Chart 3 – Financial indicators of industrial firms have not been very optimistic so far
y-o-y changes in %; current prices; seasonally adjusted; source: CZSO, report P 6-04

Chart 3 – Financial indicators of industrial firms have not been very optimistic so far

Chart 4 – Value added in industry declined last year
y-o-y changes in %; contributions in pp; adjusted using industry GVA deflator; seasonally adjusted; source: CZSO, report P 6-04

Chart 4 – Value added in industry declined last year

In addition to value added, other financial indicators (earnings, cash and long-term loans) have shown a downward trend in recent quarters. Only short-term loans increased last year. Investment also revived in 2025 Q3 after having declined for a year.

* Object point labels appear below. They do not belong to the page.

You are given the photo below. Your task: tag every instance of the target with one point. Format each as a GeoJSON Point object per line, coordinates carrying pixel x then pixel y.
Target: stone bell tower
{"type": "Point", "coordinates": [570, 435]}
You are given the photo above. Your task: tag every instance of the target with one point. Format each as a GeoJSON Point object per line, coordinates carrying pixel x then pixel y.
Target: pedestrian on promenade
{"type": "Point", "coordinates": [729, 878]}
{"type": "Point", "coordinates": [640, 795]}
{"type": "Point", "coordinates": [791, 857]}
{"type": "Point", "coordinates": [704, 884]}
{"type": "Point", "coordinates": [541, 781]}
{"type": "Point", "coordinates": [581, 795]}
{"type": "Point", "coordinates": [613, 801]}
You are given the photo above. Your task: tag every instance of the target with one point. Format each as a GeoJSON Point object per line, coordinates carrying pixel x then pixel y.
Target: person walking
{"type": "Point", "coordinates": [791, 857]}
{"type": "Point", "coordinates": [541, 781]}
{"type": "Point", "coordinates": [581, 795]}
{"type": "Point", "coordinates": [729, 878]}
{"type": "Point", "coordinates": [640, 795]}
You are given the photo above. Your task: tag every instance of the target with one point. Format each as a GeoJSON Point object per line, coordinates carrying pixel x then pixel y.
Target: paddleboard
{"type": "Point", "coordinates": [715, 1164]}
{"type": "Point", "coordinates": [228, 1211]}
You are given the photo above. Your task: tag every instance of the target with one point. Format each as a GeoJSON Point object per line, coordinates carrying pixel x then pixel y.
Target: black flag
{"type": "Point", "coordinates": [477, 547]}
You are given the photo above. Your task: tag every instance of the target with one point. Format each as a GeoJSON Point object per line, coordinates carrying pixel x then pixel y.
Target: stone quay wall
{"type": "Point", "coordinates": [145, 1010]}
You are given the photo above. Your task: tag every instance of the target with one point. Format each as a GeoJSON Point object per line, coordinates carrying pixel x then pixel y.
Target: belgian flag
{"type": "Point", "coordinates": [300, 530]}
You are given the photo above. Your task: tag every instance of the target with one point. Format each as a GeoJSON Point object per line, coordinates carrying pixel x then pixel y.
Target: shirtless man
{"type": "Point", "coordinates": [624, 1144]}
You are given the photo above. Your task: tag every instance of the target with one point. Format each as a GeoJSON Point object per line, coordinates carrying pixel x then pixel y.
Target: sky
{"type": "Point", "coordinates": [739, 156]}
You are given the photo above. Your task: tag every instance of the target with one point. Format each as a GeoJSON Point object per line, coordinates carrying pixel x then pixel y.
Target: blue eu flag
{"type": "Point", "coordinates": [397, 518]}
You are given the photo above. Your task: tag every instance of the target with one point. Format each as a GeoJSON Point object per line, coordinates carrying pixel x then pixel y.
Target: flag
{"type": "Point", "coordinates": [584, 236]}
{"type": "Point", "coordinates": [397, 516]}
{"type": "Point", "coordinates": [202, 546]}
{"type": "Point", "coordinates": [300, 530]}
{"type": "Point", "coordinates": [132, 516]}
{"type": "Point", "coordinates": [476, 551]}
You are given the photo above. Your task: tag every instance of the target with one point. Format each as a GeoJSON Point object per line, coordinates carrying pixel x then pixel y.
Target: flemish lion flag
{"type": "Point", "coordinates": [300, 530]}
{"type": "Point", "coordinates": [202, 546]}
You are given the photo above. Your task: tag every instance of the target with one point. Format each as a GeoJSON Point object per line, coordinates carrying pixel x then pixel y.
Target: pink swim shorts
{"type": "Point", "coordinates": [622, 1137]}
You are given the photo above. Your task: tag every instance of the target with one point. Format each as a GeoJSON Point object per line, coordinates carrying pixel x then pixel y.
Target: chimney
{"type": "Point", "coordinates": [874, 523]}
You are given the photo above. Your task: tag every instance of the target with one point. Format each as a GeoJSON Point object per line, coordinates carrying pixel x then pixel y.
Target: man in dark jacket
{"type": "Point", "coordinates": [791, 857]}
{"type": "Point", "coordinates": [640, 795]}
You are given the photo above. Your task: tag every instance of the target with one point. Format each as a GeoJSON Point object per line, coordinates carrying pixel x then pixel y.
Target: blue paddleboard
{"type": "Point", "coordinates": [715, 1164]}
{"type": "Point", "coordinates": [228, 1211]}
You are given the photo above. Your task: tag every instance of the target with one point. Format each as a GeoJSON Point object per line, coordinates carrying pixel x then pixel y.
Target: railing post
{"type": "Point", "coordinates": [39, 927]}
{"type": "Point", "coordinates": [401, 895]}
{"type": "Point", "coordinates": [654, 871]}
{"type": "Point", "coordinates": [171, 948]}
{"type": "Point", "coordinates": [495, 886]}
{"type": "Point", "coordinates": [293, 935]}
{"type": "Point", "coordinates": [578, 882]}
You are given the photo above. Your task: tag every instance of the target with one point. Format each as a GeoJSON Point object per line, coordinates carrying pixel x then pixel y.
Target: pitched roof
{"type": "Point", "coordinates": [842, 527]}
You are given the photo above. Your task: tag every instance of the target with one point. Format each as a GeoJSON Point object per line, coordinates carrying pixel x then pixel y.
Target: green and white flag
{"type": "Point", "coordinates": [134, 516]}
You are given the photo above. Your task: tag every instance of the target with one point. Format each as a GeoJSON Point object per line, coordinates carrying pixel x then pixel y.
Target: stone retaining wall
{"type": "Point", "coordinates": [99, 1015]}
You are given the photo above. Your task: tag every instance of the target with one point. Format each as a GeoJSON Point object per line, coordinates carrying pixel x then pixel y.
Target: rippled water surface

All this is reflected in the labour market, where employment in industry has been declining since 2019, while employee numbers in services have risen. Most of the time, these effects have acted in opposite directions, so total unemployment has not risen substantially. Last year, however, the share of unemployed persons increased relatively rapidly, reaching its highest level since 2017 (the seasonally adjusted share of unemployed persons stood at 4.7% in December).

The situation in the Czech industry is not unique. Industry is not performing very well in the rest of Europe either (see Chart 5). It is faring the worst in Germany, whose output in 2025 was more than 10% lower than in 2019. Like in the Czech Republic, industrial production in the EU has been stagnating on average in recent years. Industry in other Central European countries is performing comparably to, or rather worse than that in the Czech Republic. The only exception is Poland. Its industrial output continued to grow strongly after 2020 – even faster than before the pandemic. In 2022, however, it too slipped into stagnation. The Czech situation is therefore no outlier, and the performance of Czech industry depends on developments in its main trading partners, especially Germany.

Chart 5 – With the exception of Poland, industry in Central Europe is not performing well
industrial output; index: 2019 = 100, constant prices; seasonally adjusted; 3M moving averages; source: Eurostat

Chart 5 – With the exception of Poland, industry in Central Europe is not performing well

The European economy is slowly gaining momentum and the outlook for this year is generally positive. The latest available data for November 2025 show that growth in industrial production in Germany far exceeded market expectations. The forecast contained in the Winter 2026 MPR expects foreign economies to see an upswing in growth again this year, with Germany leading the way (German growth will accelerate from 0.3% in 2025 to 0.9% in 2026). This should further support export-oriented industrial firms in particular. The latest available data on domestic industry are also positive. Industrial production increased by 5.7% year on year in November, the fastest rate since September 2022. The PMI also reached its highest level since 2022 in December and is back in the expansion band (50.4). Growth in new orders remained subdued, but orders from abroad increased.

The assumptions of the current Winter 2026 MPR forecast imply a gradual recovery of industry. Even so, a continued gradual decline in its share in value added can be expected. The structure of the economy will continue to shift towards services, as in most advanced economies.